その後、あなたは例の「聖女」に心を移され、私のことなど顧みなくなった。
それだけなら、よくある男女の別れでしたのに、あなたは公衆の面前で私を罵り、侮辱した。
男に媚びることで立場を上げたと噂される彼女に選ばれたことが、「成功」の証でしたか?
並みいる殿方たちを押しのけて選ばれ、羨まれているとでも?
・・・笑われていましたよ。
そして、そんな男に青春を捧げた私も、また・・・。
有頂天になった愚かな男……無謀な突撃で、あなたは聖竜様を傷つけ、最終的には命さえ奪ってしまった。

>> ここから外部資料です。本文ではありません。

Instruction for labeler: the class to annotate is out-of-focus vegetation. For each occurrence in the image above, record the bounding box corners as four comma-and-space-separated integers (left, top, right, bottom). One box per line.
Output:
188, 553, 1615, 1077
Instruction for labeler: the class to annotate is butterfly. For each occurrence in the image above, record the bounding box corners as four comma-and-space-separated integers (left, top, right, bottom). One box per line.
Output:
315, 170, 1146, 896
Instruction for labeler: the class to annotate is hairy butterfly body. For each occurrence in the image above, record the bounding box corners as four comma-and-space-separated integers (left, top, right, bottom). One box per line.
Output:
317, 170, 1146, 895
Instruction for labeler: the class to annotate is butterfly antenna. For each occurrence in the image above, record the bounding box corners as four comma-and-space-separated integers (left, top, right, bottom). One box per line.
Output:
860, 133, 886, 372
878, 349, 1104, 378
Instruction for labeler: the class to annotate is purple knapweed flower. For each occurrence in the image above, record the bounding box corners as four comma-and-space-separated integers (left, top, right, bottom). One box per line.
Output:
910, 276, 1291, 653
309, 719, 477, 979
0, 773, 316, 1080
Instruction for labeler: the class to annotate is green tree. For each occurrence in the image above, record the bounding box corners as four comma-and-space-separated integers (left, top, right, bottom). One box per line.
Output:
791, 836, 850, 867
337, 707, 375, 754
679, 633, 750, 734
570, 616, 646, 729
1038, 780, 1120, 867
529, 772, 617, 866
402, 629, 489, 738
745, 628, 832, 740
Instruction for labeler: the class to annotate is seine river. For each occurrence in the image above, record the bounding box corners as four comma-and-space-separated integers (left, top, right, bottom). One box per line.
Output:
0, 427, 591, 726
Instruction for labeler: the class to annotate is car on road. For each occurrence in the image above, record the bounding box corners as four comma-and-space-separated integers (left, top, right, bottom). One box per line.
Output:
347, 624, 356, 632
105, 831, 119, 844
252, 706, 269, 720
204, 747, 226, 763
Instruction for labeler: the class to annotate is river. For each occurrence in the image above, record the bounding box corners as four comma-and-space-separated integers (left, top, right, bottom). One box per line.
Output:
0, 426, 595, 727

あの方の尊い犠牲を、あなたはどう受け止めているのでしょうか?
お体を傷つけて鱗を手にするなど・・・おぞましい独占欲に思えるのですが。
本当に、それは愛ですか?
あなたのどこが、あの聖竜様に選ばれるに値したのか――
私には、今でも分かりません。
愛する竜を喪っても、騎士として生きていける方はいます。
でも、あなたにはその実力も、覚悟もなかった。
後輩たちが次々と頭角を現し、その中には才能がある上に努力を惜しまない者もいる。
きっと、あなたには彼らの存在が脅威だったのでしょうね。
幼い頃は何をせずとも、特別だと思われてきたあなたにとっては。
足音が聞こえ、この男の母君が入ってこられた。
反射的に、私は身を強ばらせた。
無断でこの部屋に足を踏み入れたことを、咎められるかもしれない・・・
そんな考えが頭をよぎった。
あの時は「息子がごめんなさい」と謝ってくれたけれど、この方は母親なのだ。
「神官ならできるでしょう? この子を助けて」と懇願されたら困るわ。
けれど、そのような言葉は、ついぞ聞かれなかった。
この方もまた、この男に「裏切られた」側なのだと、気づく。
救いを強制されなかったことに、安堵した。
私の怒りと痛みを否定されることも、なかった。
この方は、憎まずに済む。
そう思えたことで、ほんの少しの慰めを得た。
そういえば、この方は「勉強しなさい」と言ってあげていたのかしら。
もっとも、人に促されてしぶしぶする勉強が、どれだけ身につくのか・・・私には分かりかねますが。
ふふふ、こんなことを言うから可愛くないと言われるのね。
才能に左右される聖女と、知識の積み重ねがものを言う神官・・・そして、私は神官なのだ。
私は静かに背筋を伸ばし、神官として別れの祈りの言葉を捧げる。
そして、胸を張って、その部屋をあとにした。
元婚約者の神官さん、息子を許していませんでしたー。
子どもの頃にちやほやされて、ビッグマウスになった息子さんでした。